9:30 A.M.
At home, Jac took a shower and then tried to take a nap. But it was only ten in the morning. And she couldn’t stop her mind from reliving the past few terrible days.
Barefoot, with her hair still wet, wearing the same terrycloth robe that she’d worn as a teenager, she left her bedroom. On her way to the kitchen, she stopped at her brother’s room. She wished he was awake, but his door was shut.
Downstairs Jac made herself a cup of Etoile de Paris tea. Her grandfather once told her Mariage Frères created the blend just for him. But she never knew if that was true. As she watched the dried leaves tint the water green, Jac breathed in the scent. Vanilla wrapped around mint. And a flowery thread. She sniffed. Familiar but elusive. Peppery and sweet at the same time. Very green.
Lotus.
In those few seconds in the Orangerie, after she’d taken the pouch from Robbie, as she hurried to Xie Ping, she’d smelled the scents impregnated in the ancient pottery with a clarity that had eluded her in the catacombs. Even in the midst of the commotion, for those few moments, she’d recognized all of the individual essences.
Frankincense and myrrh, blue lotus and almond oil, and-
There was another, but now she couldn’t remember what it was. How could that be? She’d known it in the museum.
What was it?
Not sure why it mattered so much but determined to remember, she left the house, crossed the courtyard, and entered the workshop.
The scent that Robbie called Fragrance of Comfort suffused the studio. No one had been in here for at least two days. Dark and provocative, the perfume of time long gone-of regret, of longing, maybe even of madness-had intensified.
Here in this room, generations of her ancestors had blended elusive essences and absolutes from flowers, spices, wood and minerals. They had mixed elixirs to tempt patrons. Constructed perfumes to delight emperors and empresses, kings and queens. Created magic potions that no one could resist.
Here she’d discovered she was different from everyone else. Here she had suffered the most. Here her mother had ultimately failed them all. And Robbie, in saving his own life, had ended someone else’s.
Here in this terrible and wonderful room, secrets had been lost. And found. And lost again.
Jac stared at the instrument she hated and feared. Maybe it was time to finally welcome the conscious nightmares instead of fighting them and accept that she had an illness she couldn’t always control.

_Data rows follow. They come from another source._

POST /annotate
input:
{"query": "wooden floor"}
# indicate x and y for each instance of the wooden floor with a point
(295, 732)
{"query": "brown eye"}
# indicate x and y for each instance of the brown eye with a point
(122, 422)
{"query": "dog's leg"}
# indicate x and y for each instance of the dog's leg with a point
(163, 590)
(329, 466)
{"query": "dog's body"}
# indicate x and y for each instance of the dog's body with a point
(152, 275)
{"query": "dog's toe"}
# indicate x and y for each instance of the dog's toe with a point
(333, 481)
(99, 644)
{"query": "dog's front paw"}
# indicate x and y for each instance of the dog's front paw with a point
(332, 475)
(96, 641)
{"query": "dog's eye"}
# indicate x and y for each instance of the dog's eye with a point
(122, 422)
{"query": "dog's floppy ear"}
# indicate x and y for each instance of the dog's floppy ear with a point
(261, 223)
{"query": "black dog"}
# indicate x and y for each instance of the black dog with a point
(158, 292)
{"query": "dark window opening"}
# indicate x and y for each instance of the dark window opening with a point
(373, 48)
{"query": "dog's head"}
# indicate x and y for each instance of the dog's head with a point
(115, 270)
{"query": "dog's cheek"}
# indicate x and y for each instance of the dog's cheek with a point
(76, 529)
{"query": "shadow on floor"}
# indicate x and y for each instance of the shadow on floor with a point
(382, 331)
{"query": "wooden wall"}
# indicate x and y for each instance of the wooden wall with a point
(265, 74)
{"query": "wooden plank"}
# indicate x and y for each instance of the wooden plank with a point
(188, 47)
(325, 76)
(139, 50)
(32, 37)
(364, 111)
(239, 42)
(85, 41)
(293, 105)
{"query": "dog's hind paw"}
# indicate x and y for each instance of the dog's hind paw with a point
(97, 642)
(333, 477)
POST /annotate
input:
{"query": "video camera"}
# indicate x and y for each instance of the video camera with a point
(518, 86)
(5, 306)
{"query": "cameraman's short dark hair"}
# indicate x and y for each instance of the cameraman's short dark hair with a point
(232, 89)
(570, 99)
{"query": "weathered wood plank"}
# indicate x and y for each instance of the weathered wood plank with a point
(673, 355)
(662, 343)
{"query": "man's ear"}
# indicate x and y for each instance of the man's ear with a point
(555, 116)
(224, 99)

Jac sat down at the organ. Inhaled the cacophony of smells. Hundreds of threads. A whiff of rose. Jasmine. Orange. Sandalwood. Of myrrh. Vanilla. Orchid. Gardenia. Musk. Could there be so many, many smells in one place anywhere else in the world? A richness of odor. A treasure of it. Each individual scent a story. A tale that went back in time. Instead of interpreting myths, she could spend the rest of her life tracing them.
The glass bottles were lenses. The liquid in them prisms. Her vision was wavering. In the gold and bronze and amber, pictures were coming to life. Jac could pick out the individual threads that made up her mother’s perfume. Her father’s cologne. She remembered, when she was little and things were still good, she’d sit on her father’s lap, here at the organ, and he’d tell her the story of the book of lost fragrances that their ancestor had found. She’d close her eyes and see the scenes play out. Her own private theater of the mind.